Segundo a teoria de Lenine, 522 anos atrás, os colonizadores portugueses avistaram a Praia do Marco, entre São Miguel do Gostoso e Pedra Grande, e não Porto Seguro, na Bahia. As suposições do autor se baseiam em diversos argumentos. O primeiro deles diz respeito às correntes marítimas do oceano Atlântico; ele calculou que seria mais fácil para os navegadores, aproveitarem a corrente equatorial sul, que levaria naturalmente ao RN. 

Outra teoria afirma o monte avistado pelos portugueses pode ter sido o Pico do Cabugi (e não o Monte Pascoal), a cerca de 100km da costa. O pico tem 590 metros de altitude, e até hoje pescadores nativos o tomam como referência para voltar à terra. Lenine também citou a “aguada”, ou seja, água doce, presença registrada na famosa carta de Pero Vaz de Caminha, que seria presente nas proximidades de Touros, mas inexistente em Porto Seguro. 

O histórico Marco de Touros seria outra importante evidência da reinvenção histórica de Lenine. O potiguar é diferente do outro fincado na Bahia: o local é esculpido com símbolos e brasões semelhantes ao marco chantado no município de Cananea, em São Paulo, que seria o segundo marco português erigido no Brasil. 
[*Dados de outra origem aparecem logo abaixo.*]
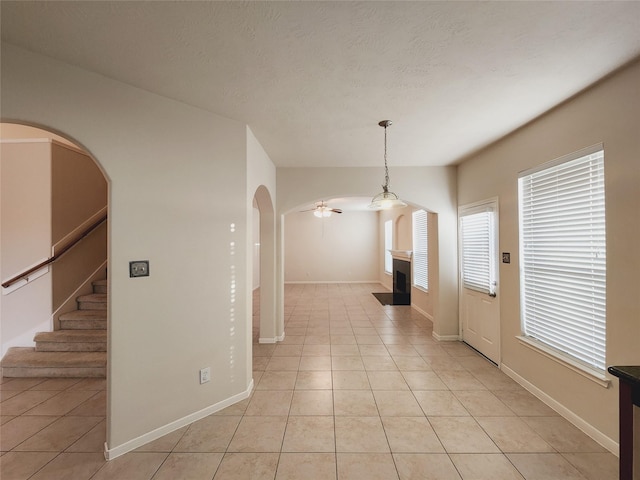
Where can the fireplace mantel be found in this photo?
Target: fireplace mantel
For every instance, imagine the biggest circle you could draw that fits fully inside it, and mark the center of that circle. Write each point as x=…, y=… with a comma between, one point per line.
x=401, y=254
Um dos argumentos mais evidentes do “descobrimento” potiguar, segundo a pesquisa de Lenine, estaria no mapa português, que afirma terem os lusitanos navegado duas mil léguas ao sul do país para fincar o segundo marco: essa distância corresponderia exatamente ao percurso do Rio Grande do Norte até São Paulo. Segundo Lenine, caso partisse da Bahia, o segundo marco teria sido colocado já em território argentino. 

Lenine era filho do também escritor Lauro Pinto, outro autor que também apreciava escrever sobre a história de Natal. Para além da questão do descobrimento, Lenine se mostrou ao longo dos anos um importante autor sobre a Natal da 2ª Guerra Mundial, muito por ser ele mesmo testemunha daquela época.  Seus livros sobre o tema são “Natal, RN” (1975) e “Os americanos em Natal” (1976). “Natal, RN”, por sinal, foi relançado em 2018 depois de anos esgotada. 

Serviço:
“A Reinvenção do Descobrimento”, de Lenine Pinto. Lançamento sábado, das 9 às 12h, no Sebo Vermelho, Cidade Alta. Preço: R$70.